- Arabie saoudite - Égypte - Israël - Liban - Qatar - Territoires palestiniens
A chaque fois qu’un membre de la Ligue arabe doit faire face à une grave crise politique, c’est l’unité des pays arabes qui est mise à l’épreuve. Lundi dernier depuis le sommet économique de Koweït City, le roi Abdallah d’Arabie saoudite a invité les dirigeants arabes à mettre de l’ordre dans leur maison : "Je vous appelle au nom de Dieu à vous élever au-dessus de nos différences et à décevoir les attentes de nos ennemis en prenant une position honorable." Et au souverain wahhabite d’ajouter : "Permettez-moi, au nom de tous, de proclamer que nous avons dépassé la phase de divergences et ouvert la voie à la fraternité et à l’unité de tous sans exclusive."
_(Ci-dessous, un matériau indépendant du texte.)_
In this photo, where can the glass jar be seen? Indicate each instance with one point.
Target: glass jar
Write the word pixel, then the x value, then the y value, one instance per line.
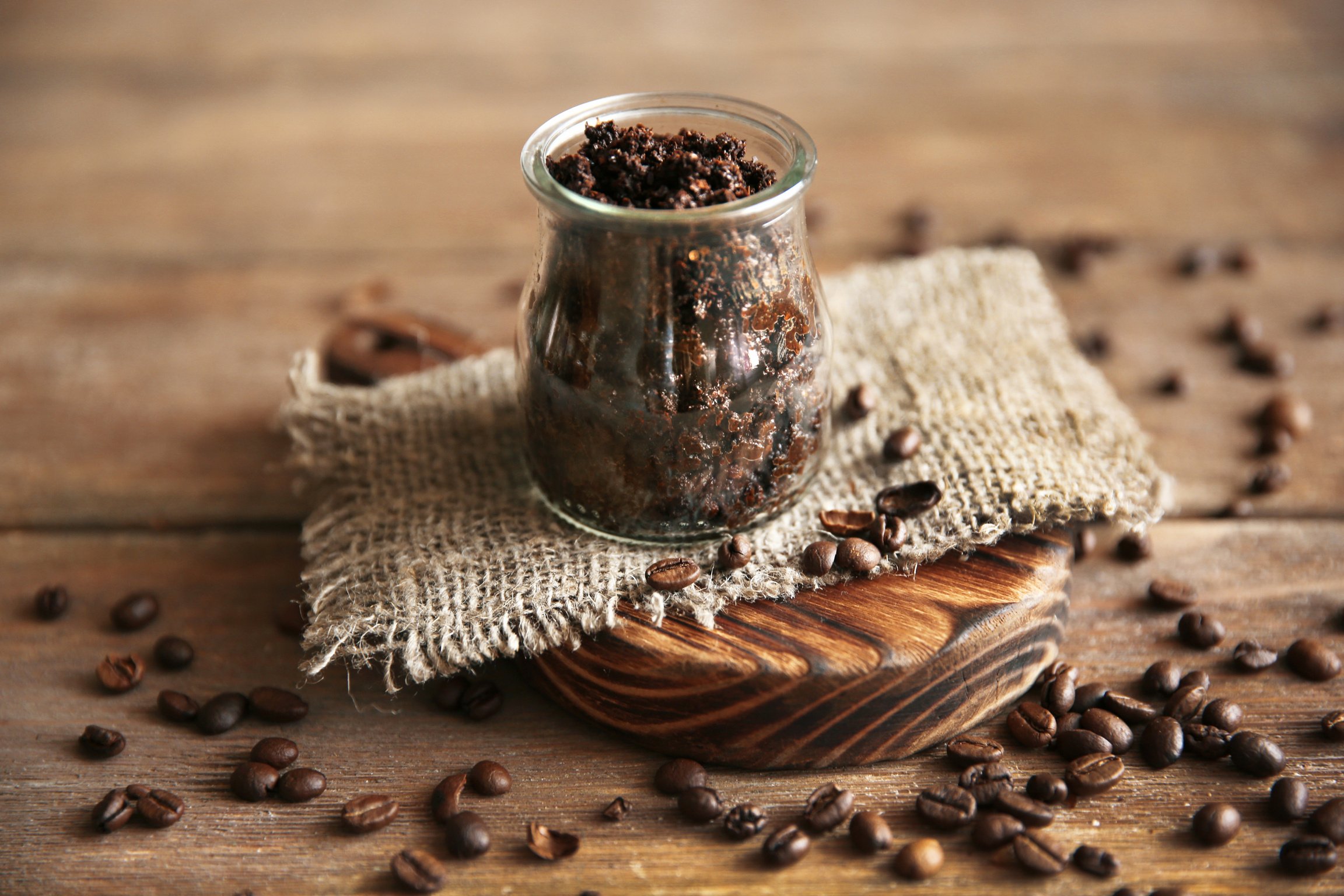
pixel 674 365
Vœu pieux ou changement de cap ? Pour Tahan Bassam, chercheur à l’Ecole pratique des hautes études de Paris, il est clair qu’un vent nouveau souffle sur le monde arabe. "La guerre de Gaza a réussi à mettre d’accord des Etats qui avaient des visions complètement opposées sur la question palestinienne ainsi que sur la place du Hamas et du Hezbollah sur l’échiquier politique arabe, constate l’universitaire. L’Egypte a, par exemple, compris qu’elle risquait d’être confrontée à de graves problèmes internes si elle continuait à s’aligner sur les thèses américaines."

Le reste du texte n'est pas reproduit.